Cette même femme s'adresse directement au public, disant qu'elle va résumer la fin de la pièce. Elle fait référence au mythe de Déméter, reliant ce mythe avec la pièce.
La pièce s’accélère alors soudainement, comme des images les unes après les autres, des femmes qui se frottent le postérieur contre le mur, pour faire apparaître un dessin sur le mur, qui s'accroche au mur à l'aide d'une agrafeuse, elle s'accroche les vêtements, mais aussi avec du papier, enfermant la victime dans celui-ci. Bloquant leurs mouvements, mais aussi la vue suscitant l'immobilisation du corps et de l'utilisation de celui-ci.
Comme un rêve qui ne s'arrête jamais, on abandonne alors l'idée de cohérence, et on se lance juste emporter par les différentes histoires, images que le spectacle tente de nous donner, avec plus ou moins de mal.
On a alors l'impression qu'il ne veut rien dire, ou rien nous apprendre, nous donnant quelques indices sans pourtant l'expliquer de manière claire. A la fin, on se demande s’il y a un fil conducteur. Une pièce avec très peu de dialogue, la musique est omniprésente ne laissant pas place à la parole, les gestes sont parfois exagérés, pour susciter le rire chez le spectateur, mais aussi devant les scènes extravagantes, parfois sortie de nul part.
Comme j’ai mentionné dans la description du spectacle, le visuel prend une grande importance dans le déroulé du spectacle, avec une absence de dialogue et l’omniprésence de la musique, ainsi que du chant d’opéra. La musique empêche le dialogue, elle tente de recouvrir les personnages, les suffocants sous les notes, .
Comme un instrument d’amour qui tente de se faire entendre qu’on essaye de faire fonctionner encore et encore.

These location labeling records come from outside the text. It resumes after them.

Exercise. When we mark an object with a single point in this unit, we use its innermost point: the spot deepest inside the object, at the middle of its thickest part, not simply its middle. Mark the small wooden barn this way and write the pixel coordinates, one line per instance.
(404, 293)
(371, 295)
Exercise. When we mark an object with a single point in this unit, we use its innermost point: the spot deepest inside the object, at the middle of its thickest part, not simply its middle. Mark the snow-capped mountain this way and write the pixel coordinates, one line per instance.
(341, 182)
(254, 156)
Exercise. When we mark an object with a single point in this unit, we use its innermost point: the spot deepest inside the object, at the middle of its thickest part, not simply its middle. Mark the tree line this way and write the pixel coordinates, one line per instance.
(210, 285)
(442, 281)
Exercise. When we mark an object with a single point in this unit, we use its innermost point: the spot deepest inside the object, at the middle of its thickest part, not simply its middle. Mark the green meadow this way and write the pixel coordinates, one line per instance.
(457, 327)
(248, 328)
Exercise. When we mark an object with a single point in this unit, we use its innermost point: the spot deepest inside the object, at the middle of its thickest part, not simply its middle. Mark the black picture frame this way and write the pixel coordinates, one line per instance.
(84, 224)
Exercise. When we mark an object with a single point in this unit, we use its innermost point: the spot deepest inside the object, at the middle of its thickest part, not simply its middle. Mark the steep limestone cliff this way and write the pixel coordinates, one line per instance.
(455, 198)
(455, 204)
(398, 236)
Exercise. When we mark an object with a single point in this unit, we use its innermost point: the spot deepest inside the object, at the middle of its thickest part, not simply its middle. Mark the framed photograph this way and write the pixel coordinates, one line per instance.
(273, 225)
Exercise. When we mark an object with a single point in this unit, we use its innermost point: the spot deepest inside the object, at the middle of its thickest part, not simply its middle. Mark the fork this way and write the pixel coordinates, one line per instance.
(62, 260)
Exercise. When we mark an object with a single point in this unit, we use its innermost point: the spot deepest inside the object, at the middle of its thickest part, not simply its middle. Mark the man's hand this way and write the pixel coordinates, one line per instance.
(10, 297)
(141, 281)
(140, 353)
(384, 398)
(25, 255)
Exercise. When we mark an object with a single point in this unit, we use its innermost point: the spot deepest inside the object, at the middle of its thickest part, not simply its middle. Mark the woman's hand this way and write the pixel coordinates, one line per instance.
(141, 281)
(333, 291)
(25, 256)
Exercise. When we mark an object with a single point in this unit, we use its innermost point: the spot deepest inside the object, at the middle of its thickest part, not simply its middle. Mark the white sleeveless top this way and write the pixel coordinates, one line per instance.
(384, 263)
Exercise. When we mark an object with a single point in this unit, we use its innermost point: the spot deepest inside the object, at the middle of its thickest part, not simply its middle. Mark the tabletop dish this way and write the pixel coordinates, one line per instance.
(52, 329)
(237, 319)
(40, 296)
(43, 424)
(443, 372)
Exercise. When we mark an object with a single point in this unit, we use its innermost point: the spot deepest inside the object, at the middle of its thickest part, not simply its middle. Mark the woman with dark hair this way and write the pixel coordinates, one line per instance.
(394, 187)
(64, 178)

Un spectacle qu’on peut comparer avec Pelléas et Mélisande qui était aussi au Tandem le 7 février 2023 à 20h30. Une œuvre tournée autour de la musique d’orchestre, du chant lyrique, mais aussi des thèmes comme la cruauté, la mort, l’amour.
Deux spectacles avec des thématiques similaires ainsi que le procédé de mettre en avant un orchestre pour accompagner l’action, un orchestre qui dans les deux pièces est présent sur scène, comme au final un personnage a part entière, présent et important dans le déroulé de celui-ci.
Et qui finalement laisse la liberté au spectateur de spéculer sur son identité, un orchestre qui représente la mort, l’amour, le rêve, tout aussi bien qu’un être vivant sur scène, un choix infini est donc présenté aux spectateurs, autant sur ce que la pièce nous inspire, nous raconte que sur la véritable identité des personnages qui au final n’est jamais vraiment dévoilé, et ce tout le long de la pièce.